Le Potato: Hanging + whole screen one color

Getting a hanging issue with Le Potato. Wondering if it’s a know thing.

After a while of use my AML-S905X-CC becomes unresponsive/hangs/crashes with the whole screen turning some random color. It DOES appear to happen when I am “doing something intensive”

Power Currently, this is what I suspect the most. I’ve been using a 2.1A USB wall adapter originally for a Nook tablet that has historically worked well for me for high drain USB devices. However, I noted that the thing was “hot” when I last went to unplug it. (I’d estimate something like 65-85c.) I also pondered over the things it was working well for and noted that they were battery operated.This made me theorize that it perhaps briefly shuts down and restarts… and I just never knew because of the specifics. I intend to power via the header using a more attestable supply than an off the shelf USB wall adapter. Refer to this thread for the general idea.

Heat This was the first thing I suspected, but is now less likely IMHO. Only having experience with this form factor on the original RasPi, It never even occurred to me that the main SoC could get very hot. I figured it was a budget SoC designed with handheld power limitations in mind. Plus, it didn’t come with a heatsink. So, it was quite the shock to feel how nuclear hot the main SoC was getting. My knee jerk reaction was “Aaa Haaa! FOUND IT!!” So… I RTV’d some heat sinks on it AND added a fan. No change in issue, but I feel a little better about lowering temps either way. B)

(Slightly tangential, but I certainly hope Amlogic had the common sense to add hardware enforced thermal throttling/shutdown so that skyrocketing temps wouldn’t permanently detonate the SoC. I’d probably want my money back if this most basic safety was absent… Would love some official docs to sleuth this one out. At the very least, Le Potato is commonly supplied without a heatsink, and no warning to add one, so SOMEONE though this was a safe thing to do.)

SD Card I’ve tried different SD cards. Problem exists with at least two different units, name brand and cheap. Currently using a Samsung EVO Select 128GB that tests well and has served me well in my phone for the last ~ 2 years. May drop in my similar 64GB card if I feel it’s a 1 off issue with the card.

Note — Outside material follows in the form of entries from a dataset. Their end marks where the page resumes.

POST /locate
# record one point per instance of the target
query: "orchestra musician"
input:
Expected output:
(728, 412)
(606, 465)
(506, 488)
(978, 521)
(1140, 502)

OS Image I suspected incompatibility or corruption in the image somewhat possible, so each time I switch my card around I tried a different OS image too. I’ve gone through “ubuntu-22.04.1-preinstalled-desktop-arm64+aml-s905x-cc.img.xz”, and “Armbian_23.02.2_Lepotato_jammy_current_6.1.11_xfce_desktop.img.xz” I’m using Rufus 4.0 portable to write images to the card. I’m using an ancient "Transend - Multiple Card Reader USB Device
" (VID_058F & PID_6366) … i.e. just a generic SD card to USB adapter. Image seams to verify, so I doubt it’s a write issue.

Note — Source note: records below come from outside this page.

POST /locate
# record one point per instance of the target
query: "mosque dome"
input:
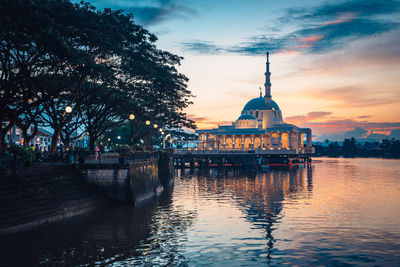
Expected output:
(246, 117)
(259, 103)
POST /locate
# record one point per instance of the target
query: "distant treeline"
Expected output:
(387, 148)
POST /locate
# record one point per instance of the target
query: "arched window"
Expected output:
(228, 143)
(247, 143)
(257, 143)
(285, 140)
(275, 140)
(238, 143)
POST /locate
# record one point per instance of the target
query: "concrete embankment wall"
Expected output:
(31, 197)
(130, 183)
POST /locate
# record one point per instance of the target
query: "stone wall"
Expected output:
(31, 197)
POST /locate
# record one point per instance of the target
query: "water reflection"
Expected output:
(336, 212)
(260, 198)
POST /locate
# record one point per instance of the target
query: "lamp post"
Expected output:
(165, 138)
(131, 118)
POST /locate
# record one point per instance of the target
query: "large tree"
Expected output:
(56, 54)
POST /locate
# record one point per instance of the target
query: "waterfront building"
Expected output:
(259, 127)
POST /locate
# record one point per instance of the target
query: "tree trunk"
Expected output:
(91, 143)
(54, 139)
(27, 137)
(3, 132)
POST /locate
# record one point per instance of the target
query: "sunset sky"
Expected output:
(335, 64)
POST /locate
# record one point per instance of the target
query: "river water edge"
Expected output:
(333, 212)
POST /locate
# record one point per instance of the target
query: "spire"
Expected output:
(267, 79)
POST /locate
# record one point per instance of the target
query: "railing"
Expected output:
(302, 150)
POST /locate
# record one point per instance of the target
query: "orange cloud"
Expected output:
(301, 119)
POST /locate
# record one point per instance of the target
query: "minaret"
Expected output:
(267, 80)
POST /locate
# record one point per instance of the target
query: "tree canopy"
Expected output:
(55, 54)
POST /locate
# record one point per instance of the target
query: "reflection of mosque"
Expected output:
(260, 196)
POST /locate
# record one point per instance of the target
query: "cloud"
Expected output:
(326, 126)
(320, 28)
(301, 119)
(350, 96)
(202, 47)
(150, 12)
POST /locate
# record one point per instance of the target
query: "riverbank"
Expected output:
(35, 196)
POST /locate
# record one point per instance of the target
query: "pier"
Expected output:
(191, 158)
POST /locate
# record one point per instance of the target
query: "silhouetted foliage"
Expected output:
(55, 54)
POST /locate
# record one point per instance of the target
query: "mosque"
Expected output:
(259, 127)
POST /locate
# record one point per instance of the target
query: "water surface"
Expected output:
(333, 212)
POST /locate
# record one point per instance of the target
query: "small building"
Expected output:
(259, 127)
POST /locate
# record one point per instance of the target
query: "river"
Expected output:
(334, 212)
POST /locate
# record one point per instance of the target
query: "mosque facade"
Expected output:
(259, 127)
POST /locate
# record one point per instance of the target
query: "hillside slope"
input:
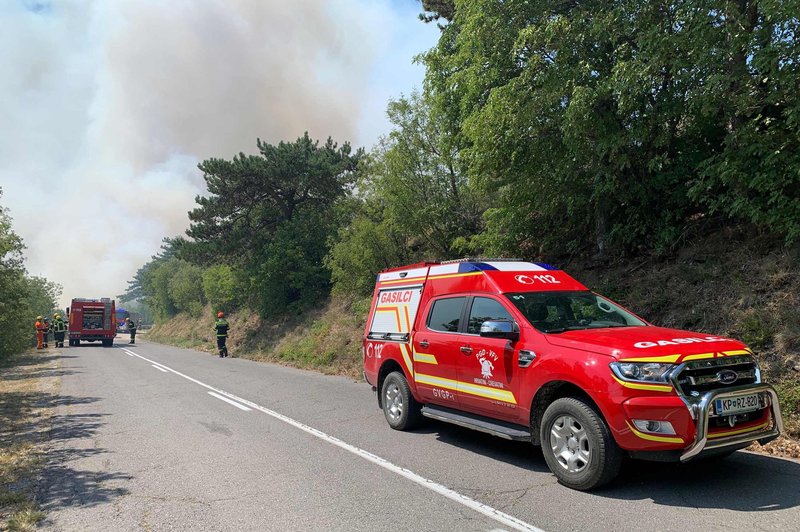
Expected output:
(731, 283)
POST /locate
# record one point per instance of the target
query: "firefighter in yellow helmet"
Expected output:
(40, 328)
(59, 330)
(221, 326)
(131, 329)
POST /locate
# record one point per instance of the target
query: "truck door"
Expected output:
(436, 351)
(487, 366)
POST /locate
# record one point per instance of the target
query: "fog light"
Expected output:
(654, 427)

I’ll of course report back after I mess with alternative power supply options, but, in case this is a known issue, I’ll ask… Has anyone else had this problem? What was the cause? How did you fix it?

… Please and Thank you.

Hanging without an error message is usually a power issue.

2 Likes

Naturally, this is what I figured too. Thanks for the extra confirmation. Again, I need to come up with something more robust to power this thing before I can confirm our mutual suspicion.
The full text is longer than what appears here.